LD is (often) not curated. A stated premise of the original RDF model design was that "anyone can say anything about anything" (W3C 2002). This is a blessing and a curse: it affords essential multivocality, but the quality of an information resource can suffer, and contributors to an LD graph have no control over who says what about their statements.
Disambiguation and conflation. The requirement for one record per place is a burden for many potential collaborators. Places can have multiple names, types, extents/locations and relationships over time. Aggregating these attributes within a single record can be difficult.
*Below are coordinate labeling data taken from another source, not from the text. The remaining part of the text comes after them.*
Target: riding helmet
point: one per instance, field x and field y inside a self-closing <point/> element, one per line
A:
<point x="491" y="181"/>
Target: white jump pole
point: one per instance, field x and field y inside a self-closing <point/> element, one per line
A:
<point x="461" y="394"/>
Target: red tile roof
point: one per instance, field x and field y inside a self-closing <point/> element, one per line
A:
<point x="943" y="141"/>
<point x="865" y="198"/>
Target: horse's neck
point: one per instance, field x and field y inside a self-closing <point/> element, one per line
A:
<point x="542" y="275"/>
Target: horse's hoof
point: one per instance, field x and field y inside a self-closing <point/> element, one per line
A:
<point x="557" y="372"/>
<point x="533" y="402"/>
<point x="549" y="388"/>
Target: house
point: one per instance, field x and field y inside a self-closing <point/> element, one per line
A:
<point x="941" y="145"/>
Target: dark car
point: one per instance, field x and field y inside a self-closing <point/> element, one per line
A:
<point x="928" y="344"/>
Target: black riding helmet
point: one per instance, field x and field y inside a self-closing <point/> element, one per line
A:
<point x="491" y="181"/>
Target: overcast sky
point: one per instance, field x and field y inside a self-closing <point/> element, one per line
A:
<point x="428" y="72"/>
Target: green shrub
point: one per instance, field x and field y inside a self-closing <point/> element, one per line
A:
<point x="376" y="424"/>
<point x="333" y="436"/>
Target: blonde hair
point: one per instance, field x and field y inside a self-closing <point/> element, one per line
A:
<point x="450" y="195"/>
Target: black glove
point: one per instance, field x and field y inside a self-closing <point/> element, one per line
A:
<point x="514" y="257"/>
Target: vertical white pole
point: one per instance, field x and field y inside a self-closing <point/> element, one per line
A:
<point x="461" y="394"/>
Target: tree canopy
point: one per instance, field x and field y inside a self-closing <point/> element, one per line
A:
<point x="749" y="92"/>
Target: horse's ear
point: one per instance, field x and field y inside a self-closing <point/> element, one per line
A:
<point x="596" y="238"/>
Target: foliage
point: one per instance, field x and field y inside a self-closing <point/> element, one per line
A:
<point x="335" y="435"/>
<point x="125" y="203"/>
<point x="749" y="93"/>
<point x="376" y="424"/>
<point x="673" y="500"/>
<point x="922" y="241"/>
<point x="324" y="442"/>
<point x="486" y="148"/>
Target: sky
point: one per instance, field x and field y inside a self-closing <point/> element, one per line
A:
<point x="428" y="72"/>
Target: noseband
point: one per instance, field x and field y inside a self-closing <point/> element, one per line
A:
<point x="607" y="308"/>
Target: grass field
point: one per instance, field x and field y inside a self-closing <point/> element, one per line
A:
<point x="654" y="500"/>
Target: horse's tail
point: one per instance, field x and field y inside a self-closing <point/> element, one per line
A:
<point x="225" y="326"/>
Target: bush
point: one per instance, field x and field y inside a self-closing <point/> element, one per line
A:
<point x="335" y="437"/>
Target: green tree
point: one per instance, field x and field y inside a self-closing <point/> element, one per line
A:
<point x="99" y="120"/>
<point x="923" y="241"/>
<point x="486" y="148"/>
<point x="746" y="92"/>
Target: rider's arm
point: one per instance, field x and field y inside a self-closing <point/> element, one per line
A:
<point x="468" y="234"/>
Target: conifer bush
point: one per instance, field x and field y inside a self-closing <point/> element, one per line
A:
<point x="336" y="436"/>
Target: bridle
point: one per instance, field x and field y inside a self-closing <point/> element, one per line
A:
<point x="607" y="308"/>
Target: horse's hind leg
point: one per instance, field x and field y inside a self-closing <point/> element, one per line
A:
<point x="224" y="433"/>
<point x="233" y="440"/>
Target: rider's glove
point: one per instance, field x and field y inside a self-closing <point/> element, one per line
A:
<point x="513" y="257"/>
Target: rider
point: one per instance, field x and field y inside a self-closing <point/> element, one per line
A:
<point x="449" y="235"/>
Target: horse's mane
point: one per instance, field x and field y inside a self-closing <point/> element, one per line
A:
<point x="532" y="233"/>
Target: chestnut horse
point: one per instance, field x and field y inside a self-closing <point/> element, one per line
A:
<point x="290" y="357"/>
Semantics. There is little agreement as to some essential categorizations, e.g. of place type. The WHG allows any term to be added for type, but because mapping distinctive terms to the common vocabulary we offer can be difficult, the quality of reconciliation results and place type search filtering are somewhat hampered.
Looking Forward
Historian Jo Guldi recently asked how to take a digital, quantitative approach to history that still maintains the complexity of past human experience and the heterogenous, ambiguous, and ideologically embedded sources in which it is represented (Guldi 2023). Geographer Ruth Wilson Gilmore argues that struggles for racial justice are always also struggles for place (Gilmore 2022). Linking multiple digital humanities projects together is on its face a worthwhile goal, but there is still work to be done to determine how best and most ethically to do that while honoring the fact that each project has its own unique and organic relationship with a data-sharing community, one that may be vulnerable and may have a history of exploitation (Smith 1999). This is a complex practical and epistemological challenge, one that linked data makes both easier and more complex in various ways, and with which the WHG continues to wrestle.